Published: University of Edinburgh 1979
Subjects:
Online Access:http://ethos.bl.uk/OrderDetails.do?uin=uk.bl.ethos.666278
Description
Summary:In a study concluded in 1971, a consecutive series of patients admitted to Ward 1 of the Professorial Unit, Royal Edinburgh Hospital, had been assessed using psychological tests relevant to personality and to psychiatric illness (i.e. the Symptom-Sign Inventory, the Hostility and Direction of Hostility Questionnaire and the 16PF). The present study was an attempt to re-assess this cohort of patients three years after the key admission. The focus of interest was the relationship between personality and psychiatric illness. One of the most commonly emphasised distinctions between personality and illness is the relative persistence of the former and transience of the latter. By obtaining longer-term test-retest data, it was hoped to be able to identify satisfactory measures of personality and illness. Given such measures, it was intended to investigate whether personality, especially traits associated with psychopathy, had prognostic significance separable from that of illness. It was also intended to investigate whether personality could be shown to be relevant to illness aetiology. The main results were as follows: 1) The longer-term data on stability/change generally confirmed the findings of previous studies which had employed short test-retest intervals and so it was possible to identify measures of personality and illness.
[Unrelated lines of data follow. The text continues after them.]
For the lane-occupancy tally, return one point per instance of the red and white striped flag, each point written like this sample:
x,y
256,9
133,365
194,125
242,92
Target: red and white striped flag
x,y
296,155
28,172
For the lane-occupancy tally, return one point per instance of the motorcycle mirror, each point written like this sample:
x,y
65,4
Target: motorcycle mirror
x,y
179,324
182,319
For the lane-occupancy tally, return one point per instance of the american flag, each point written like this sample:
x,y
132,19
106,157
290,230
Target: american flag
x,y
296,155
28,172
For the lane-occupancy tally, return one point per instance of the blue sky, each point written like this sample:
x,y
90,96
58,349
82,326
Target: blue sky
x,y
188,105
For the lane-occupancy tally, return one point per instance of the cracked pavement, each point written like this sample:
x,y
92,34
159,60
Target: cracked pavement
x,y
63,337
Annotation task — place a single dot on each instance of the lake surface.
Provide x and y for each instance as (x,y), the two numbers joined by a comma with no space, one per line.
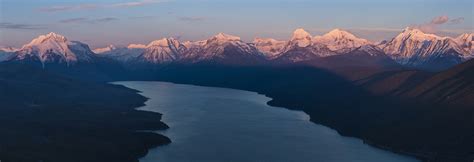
(226,125)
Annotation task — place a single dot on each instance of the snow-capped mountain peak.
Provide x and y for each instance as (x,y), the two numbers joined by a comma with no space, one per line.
(222,37)
(53,37)
(9,49)
(340,40)
(301,38)
(136,46)
(162,51)
(466,41)
(270,47)
(105,49)
(54,48)
(413,47)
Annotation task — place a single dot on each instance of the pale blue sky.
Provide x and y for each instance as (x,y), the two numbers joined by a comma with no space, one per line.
(121,22)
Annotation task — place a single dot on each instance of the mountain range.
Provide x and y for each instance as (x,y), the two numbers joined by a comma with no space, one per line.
(411,48)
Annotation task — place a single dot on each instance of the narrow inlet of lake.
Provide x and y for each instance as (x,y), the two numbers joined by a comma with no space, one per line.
(226,125)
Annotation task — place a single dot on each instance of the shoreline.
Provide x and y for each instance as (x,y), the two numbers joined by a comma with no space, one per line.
(268,103)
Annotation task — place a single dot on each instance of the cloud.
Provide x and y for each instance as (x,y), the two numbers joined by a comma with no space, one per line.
(88,21)
(81,7)
(136,3)
(69,8)
(5,25)
(433,25)
(191,19)
(74,20)
(440,20)
(141,17)
(458,20)
(107,19)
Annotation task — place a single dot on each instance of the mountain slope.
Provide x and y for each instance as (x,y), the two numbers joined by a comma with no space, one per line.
(222,48)
(162,51)
(413,48)
(48,117)
(121,54)
(340,41)
(466,41)
(54,48)
(453,86)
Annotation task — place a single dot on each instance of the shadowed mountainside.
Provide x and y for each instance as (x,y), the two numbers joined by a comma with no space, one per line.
(436,132)
(47,117)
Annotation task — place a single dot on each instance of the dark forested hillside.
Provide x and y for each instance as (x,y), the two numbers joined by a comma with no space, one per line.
(47,117)
(439,132)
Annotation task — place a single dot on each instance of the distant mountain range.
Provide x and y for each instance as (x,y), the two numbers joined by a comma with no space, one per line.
(411,48)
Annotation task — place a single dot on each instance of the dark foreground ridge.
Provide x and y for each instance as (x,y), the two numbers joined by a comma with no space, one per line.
(431,132)
(429,116)
(49,118)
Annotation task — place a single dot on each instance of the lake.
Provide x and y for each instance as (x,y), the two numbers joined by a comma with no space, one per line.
(225,125)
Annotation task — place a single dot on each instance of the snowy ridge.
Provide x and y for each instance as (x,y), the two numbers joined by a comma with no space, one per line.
(268,46)
(412,47)
(105,49)
(340,41)
(165,50)
(466,42)
(54,48)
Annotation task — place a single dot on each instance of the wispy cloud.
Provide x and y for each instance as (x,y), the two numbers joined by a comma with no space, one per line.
(440,20)
(6,25)
(433,25)
(88,21)
(191,19)
(135,3)
(141,17)
(458,20)
(80,7)
(69,8)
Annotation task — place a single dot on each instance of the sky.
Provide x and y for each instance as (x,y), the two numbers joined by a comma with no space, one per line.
(121,22)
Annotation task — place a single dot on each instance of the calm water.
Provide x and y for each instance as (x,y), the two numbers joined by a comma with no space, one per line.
(226,125)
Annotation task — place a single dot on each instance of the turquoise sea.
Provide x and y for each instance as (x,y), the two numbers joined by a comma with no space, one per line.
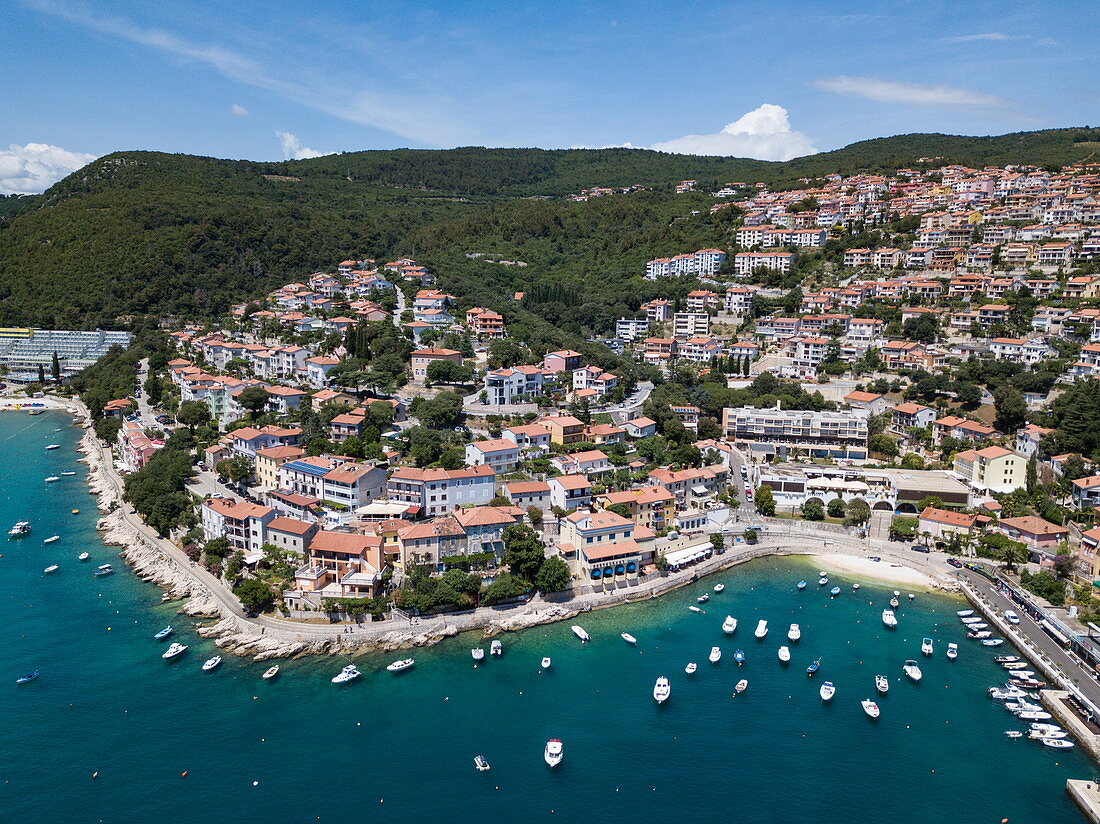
(399,748)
In addition, for some measures, previous contradictory evidence as to their personality/illness status was clarified. 2) Both personality and illness measures were predictive of illness outcome. However, personality measures related to psychopathy had associations with outcome separable from those of illness measures. The combination of marked degree of illness and deviance on traits related to psychopathy had associations with poor outcome. 3) None of the measures had relevance for the understanding of predisposition to become psychiatrically ill. The trait components of measures of intro-punitiveness and anxiety, and also some measures connected with extraversion, appeared to have relevance to predisposition to become more or less severely ill when 'breakdown' occurred.